I don’t know why darling, but even as I
sit here in my rocking chair overlooking the
grassy plains below sucking on an ice cube
there is a hint of suspicion lurking about
my frontal lobe that you are up to no good.
I mean to say, one moment you are raking
in a million smackers from businessmen at
the cost of a biriyani packet and a
smidgen of cheap red wine. Before Thellie
could get outside her second glass of vodka
and lime twist, there you most certainly
are, nodding your head like a fading
Chrysanthemum to please the regional chaps,
by agreeing to diametrically opposed ideas.
And ere a generally miffed Narayanan and
a rather ruffled Manmohan hassled after
being forced to hail a common or garden taxi
due to a mix up in official vehicles have
barely left our shores, off you toddle to
smog filled Beijing to sit through thick
haze and rain at the games.
But games these days it would seem are
what people are playing.
And while I intellectually masticated
this profound thought that had made its way
into my gray cells I had the pleasure of
watching a grumpy Dilan and a sour faced
minister whose name I cannot recall take the
stairs at a recent hotel function.
I cannot tell a lie it pleased me no end
to see some of your cabinet ministers
unhappy. It is unchristian like and I may be
compelled to go to confessional on the
subject but my heart soars with an unholy
delight when a gloomy pall comes over the
face of one of your hundred odd ministering
angels.
I will tell you why. The bally chaps live
off the masses and more importantly live off
me.
It is rather hard for Thellie to get
herself a decent coriander leaf these days
without counting the pennies; can you
imagine darling the counting that must ensue
before I think of my next glass of Wolf
Blass Chardonnay? It is irritating me no end
I can tell you. Ergo. A grumpy minister
equals a happy sort of Thellie.
Anyway as I watched the two move around
like pall bearers at Dracula’s funeral it
was in that astute way of mine that I began
to wonder a little at the object of their
discontent. What could be bothering the
bunch? It couldn’t be the cost of living as
they live off the masses. It couldn’t be a
lack of transport unlike for poor Narayanan
because they live off the masses. It
couldn’t be a shortage of fuel…yes you’ve
guessed it because they live off the masses.
And then it dawned. There you were as
usual putting on airs and graces telling
your ministers they couldn’t go to the
Olympic Games unless they were directly
involved in games /sports.

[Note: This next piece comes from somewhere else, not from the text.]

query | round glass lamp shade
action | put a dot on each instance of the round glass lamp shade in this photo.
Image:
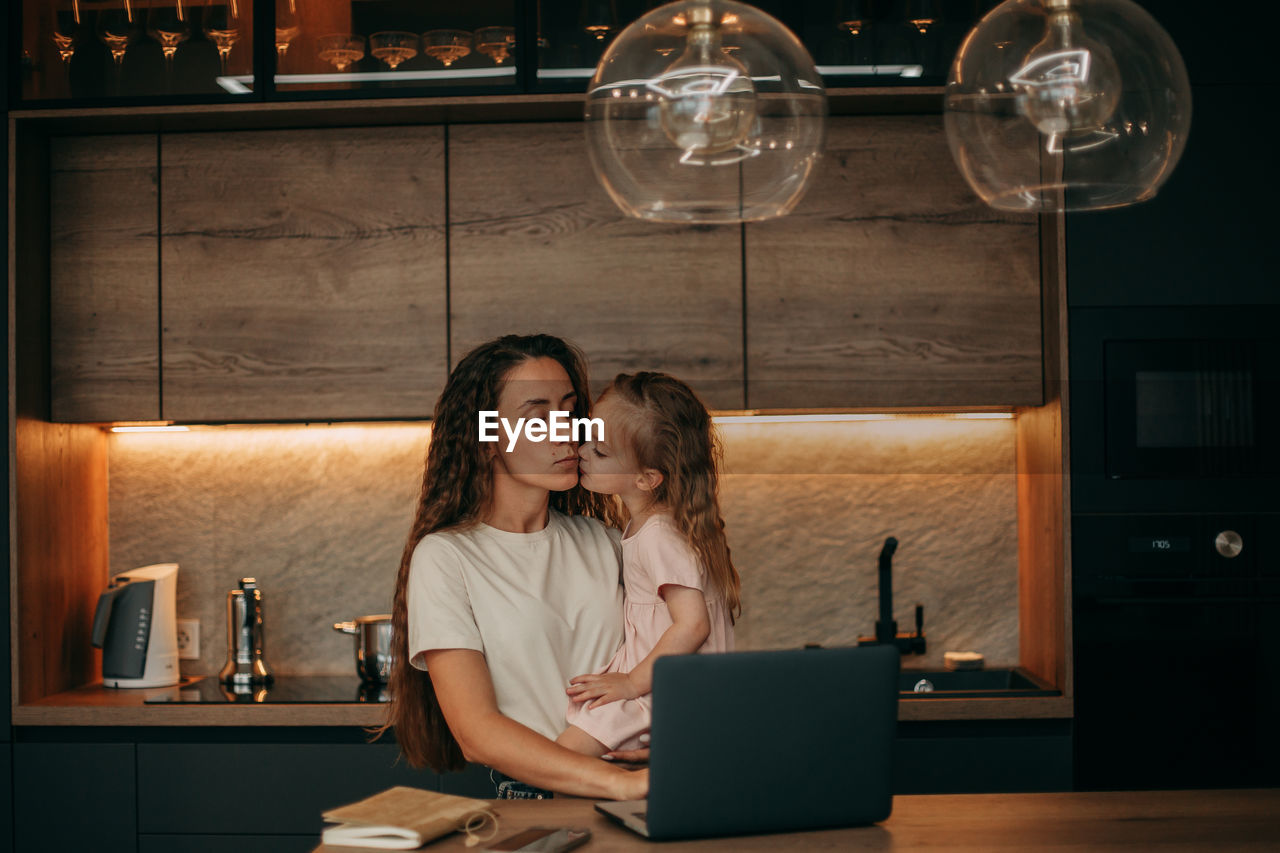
(1066, 105)
(705, 112)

The problem with
you darling is that having made such a
cryptic statement you declined to define
sports.
For instance a few swishes with a deli
pihiya could mean one is into blood
sports. A few risqué words over crackling
telephone wires to Lake House employees and
one could claim to be in another sport. It
is all a matter of perspective.
Me thinks dear given that all you cabinet
chaps are involved in all kinds of games at
different levels they should all have been
allowed to make the trip. Trust me they
won’t be missed or I’ll pour my Dom Perignon
down the kitchen sink.
But there you were prohibiting all except
the sports minister and other officials from
going anywhere near Beijing and sticking to
your plan like bally Araldite glue. It is
just like you darling to then rush off to
the Olympic village with a large contingent
of your own including the master of all
games, Punchi Banda Jay in tow.
It is just like you dear to identify the
biggest player of all time and take him with
you. Surely if there is one bloke who can
give the Paradisian athletes some timely
tips on how to clinch a win it would be he.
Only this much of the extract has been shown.